In a book description I found: "This book will definitely lift up your mood and you'll feel capable of achieving almost anything".

As you can imagine the sense has to be made in a positive way (they are trying to sell the book, of course). Nonetheless, being a non-native English speaker and an English student I would have used EVERYTHING -which is what you would achieve reading that book - instead of ANYTHING.

I tried to consult some educational material but the everytime explanation is: "anything is used in questions and negative sentences" but this doesn't help me out in understanding.
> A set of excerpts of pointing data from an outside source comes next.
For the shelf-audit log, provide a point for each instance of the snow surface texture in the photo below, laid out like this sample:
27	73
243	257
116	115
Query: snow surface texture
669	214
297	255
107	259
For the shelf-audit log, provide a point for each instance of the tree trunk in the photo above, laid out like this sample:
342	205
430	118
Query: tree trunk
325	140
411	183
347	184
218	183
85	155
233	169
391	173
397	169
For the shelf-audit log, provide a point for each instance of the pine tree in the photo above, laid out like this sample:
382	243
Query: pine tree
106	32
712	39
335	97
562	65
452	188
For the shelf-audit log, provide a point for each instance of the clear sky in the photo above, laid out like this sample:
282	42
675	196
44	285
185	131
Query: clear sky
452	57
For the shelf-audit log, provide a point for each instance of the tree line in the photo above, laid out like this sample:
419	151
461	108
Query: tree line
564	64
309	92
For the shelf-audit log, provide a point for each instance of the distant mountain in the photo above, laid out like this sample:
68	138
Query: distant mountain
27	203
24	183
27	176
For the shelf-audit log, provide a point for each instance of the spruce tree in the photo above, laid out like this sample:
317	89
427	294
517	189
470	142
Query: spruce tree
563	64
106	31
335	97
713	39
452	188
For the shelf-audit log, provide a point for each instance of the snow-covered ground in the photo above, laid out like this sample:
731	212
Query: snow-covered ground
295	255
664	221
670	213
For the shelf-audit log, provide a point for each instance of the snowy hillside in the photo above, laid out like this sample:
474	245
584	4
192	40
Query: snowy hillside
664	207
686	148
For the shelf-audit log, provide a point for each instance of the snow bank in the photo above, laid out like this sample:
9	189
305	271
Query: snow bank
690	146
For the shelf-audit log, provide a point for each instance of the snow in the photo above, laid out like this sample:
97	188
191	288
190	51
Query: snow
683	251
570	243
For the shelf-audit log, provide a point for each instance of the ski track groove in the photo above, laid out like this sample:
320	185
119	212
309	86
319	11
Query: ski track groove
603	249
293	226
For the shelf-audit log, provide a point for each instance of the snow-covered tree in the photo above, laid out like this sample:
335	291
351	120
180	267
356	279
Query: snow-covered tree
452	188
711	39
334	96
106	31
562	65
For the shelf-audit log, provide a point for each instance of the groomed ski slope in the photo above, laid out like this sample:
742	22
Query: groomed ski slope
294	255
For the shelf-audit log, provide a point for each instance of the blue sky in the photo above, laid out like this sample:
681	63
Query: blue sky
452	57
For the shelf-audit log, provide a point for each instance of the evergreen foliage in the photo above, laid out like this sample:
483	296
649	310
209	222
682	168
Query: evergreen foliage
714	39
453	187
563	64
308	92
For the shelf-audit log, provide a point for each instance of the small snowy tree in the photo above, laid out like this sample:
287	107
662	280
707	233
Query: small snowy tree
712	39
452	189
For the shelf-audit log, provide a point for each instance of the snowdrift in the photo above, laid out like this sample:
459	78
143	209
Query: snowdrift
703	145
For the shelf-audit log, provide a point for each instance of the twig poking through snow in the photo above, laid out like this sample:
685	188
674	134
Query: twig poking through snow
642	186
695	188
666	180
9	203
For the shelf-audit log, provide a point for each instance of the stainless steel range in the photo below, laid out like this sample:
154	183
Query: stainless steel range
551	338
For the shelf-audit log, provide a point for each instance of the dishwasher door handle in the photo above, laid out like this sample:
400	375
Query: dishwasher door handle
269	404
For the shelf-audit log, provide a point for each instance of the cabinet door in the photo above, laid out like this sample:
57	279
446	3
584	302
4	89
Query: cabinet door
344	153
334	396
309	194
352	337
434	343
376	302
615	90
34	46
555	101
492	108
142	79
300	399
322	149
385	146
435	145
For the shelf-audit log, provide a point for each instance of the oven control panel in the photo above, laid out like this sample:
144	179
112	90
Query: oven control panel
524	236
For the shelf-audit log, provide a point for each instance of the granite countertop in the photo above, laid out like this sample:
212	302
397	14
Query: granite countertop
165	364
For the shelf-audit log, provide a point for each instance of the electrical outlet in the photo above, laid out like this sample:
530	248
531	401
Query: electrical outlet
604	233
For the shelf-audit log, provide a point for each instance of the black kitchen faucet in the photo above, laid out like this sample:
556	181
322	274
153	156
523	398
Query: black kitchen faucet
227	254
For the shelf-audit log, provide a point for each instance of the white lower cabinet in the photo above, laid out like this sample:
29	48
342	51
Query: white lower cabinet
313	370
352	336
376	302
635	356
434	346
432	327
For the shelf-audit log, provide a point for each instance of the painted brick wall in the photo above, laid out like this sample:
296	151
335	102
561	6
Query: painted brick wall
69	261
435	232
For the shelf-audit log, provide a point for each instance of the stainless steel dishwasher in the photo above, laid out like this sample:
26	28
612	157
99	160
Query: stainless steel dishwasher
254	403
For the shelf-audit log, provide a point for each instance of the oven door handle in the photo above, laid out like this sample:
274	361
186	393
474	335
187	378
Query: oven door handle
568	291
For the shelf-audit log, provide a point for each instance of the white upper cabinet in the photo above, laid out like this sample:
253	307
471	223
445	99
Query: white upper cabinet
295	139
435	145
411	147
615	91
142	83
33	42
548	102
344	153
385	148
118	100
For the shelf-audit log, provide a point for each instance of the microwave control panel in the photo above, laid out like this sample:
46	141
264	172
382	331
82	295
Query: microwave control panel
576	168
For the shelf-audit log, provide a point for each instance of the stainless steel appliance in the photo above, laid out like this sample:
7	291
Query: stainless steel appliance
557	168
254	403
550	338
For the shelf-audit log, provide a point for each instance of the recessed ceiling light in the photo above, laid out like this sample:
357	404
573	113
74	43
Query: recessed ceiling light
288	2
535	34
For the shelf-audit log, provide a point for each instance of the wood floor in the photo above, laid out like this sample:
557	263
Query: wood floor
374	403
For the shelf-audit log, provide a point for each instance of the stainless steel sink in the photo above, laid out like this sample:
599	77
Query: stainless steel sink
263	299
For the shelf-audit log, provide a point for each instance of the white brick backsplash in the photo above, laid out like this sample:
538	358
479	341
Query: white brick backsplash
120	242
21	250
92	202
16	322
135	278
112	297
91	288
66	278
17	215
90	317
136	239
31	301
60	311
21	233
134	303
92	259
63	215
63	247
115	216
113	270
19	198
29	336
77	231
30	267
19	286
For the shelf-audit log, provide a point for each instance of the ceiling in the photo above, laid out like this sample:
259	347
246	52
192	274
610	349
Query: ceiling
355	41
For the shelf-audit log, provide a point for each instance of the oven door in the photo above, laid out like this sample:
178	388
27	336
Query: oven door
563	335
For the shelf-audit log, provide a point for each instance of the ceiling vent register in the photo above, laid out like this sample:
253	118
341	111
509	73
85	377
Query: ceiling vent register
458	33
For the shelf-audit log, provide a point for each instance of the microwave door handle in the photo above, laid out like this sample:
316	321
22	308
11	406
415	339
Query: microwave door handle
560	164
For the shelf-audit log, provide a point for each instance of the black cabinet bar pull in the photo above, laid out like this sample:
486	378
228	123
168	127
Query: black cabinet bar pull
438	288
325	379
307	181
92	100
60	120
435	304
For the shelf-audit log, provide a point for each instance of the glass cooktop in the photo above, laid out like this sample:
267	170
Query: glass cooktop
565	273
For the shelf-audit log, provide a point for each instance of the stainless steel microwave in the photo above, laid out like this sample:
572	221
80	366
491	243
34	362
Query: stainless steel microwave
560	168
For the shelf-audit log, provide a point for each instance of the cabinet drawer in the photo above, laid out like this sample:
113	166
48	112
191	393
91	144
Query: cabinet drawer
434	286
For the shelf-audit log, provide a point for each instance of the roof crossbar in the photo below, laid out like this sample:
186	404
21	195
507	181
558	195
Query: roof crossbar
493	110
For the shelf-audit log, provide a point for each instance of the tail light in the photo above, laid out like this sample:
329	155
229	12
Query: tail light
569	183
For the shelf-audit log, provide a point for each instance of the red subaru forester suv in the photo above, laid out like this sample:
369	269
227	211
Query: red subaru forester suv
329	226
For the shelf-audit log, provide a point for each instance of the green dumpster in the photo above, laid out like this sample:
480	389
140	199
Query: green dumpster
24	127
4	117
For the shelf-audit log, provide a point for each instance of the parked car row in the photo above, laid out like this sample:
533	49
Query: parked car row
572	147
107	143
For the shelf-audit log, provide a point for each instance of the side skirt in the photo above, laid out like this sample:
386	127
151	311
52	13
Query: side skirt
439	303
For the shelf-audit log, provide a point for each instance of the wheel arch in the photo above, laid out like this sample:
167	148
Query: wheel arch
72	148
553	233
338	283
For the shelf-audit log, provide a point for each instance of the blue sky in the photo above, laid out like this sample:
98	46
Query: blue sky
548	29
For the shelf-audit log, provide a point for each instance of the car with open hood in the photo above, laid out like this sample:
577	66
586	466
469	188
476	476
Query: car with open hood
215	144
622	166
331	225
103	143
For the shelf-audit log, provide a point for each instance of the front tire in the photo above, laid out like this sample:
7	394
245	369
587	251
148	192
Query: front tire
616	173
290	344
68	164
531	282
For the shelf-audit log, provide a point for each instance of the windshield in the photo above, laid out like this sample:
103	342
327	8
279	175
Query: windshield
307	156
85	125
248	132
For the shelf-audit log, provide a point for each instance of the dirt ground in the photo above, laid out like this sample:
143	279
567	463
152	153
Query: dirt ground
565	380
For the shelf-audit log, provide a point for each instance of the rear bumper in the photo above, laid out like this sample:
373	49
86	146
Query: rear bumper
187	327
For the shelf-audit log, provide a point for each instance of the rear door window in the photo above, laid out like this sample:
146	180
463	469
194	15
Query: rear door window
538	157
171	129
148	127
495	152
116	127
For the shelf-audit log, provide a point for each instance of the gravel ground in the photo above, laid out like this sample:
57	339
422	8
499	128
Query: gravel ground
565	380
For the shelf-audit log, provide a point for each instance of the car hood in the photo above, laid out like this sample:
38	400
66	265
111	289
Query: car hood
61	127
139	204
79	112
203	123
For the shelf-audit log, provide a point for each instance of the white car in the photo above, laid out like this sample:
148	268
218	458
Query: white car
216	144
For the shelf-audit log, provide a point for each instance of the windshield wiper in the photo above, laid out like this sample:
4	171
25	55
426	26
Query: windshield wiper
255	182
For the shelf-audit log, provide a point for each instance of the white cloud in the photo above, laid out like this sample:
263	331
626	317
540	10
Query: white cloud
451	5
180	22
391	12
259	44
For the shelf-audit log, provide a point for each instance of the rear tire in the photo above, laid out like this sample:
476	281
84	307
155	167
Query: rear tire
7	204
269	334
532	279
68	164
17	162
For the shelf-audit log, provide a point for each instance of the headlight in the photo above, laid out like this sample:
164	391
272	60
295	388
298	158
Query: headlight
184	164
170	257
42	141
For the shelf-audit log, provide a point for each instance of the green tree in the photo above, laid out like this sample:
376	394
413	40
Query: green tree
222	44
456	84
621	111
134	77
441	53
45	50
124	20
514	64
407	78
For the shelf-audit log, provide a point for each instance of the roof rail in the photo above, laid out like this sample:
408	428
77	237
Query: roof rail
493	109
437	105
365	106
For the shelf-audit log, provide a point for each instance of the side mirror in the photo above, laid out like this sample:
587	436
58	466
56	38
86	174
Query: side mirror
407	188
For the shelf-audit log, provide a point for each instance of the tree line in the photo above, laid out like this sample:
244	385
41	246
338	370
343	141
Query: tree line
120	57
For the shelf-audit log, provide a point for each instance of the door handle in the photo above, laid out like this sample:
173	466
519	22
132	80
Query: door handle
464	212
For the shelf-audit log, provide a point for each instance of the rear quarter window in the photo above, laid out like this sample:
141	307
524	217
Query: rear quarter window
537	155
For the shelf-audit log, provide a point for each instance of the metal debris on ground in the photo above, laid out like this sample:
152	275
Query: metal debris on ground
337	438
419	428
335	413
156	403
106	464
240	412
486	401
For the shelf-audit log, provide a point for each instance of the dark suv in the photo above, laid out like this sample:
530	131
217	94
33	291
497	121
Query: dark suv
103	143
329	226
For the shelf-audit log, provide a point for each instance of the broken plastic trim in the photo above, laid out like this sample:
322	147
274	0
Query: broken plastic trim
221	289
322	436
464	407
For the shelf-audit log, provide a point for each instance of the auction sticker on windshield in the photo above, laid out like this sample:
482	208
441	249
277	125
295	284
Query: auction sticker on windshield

Thanks for your clarification

  • 1
    Possible duplicate of use of everything and anything
    – user22427
    Commented Aug 20, 2019 at 14:32
  • Could you link some of these sources that suggest anything is negative if possible? As Jan Doggen links to above, everything and anything are different things
    – Smock
    Commented Aug 20, 2019 at 14:58
  • 1
    You're over-extending the meaning of Anything is a Negative Polarity Item. All it really means is that in certain syntactic contexts, only one of Negative / Positive Polarity Items can be used. Thus for example, He has something but I don't have anything is fine, whereas He has anything but I don't have something doesn't work. This is a syntactic issue, which is nothing to do with "good/bad connotations". The syntax of my examples is unchanged regardless of whether they're about having dread diseases or good things. Commented Aug 20, 2019 at 15:56

1 Answer 1


In this sentence and other sentences anything is used as a pronoun and it means any event,object,whatever or something.

Also in this sentence, anything is used with almost. So, if you use everything with almost it will not be correct.

There are some examples with anything:

He said I could order anything on the menu.

She could be anything (= any age) between 30 and 40.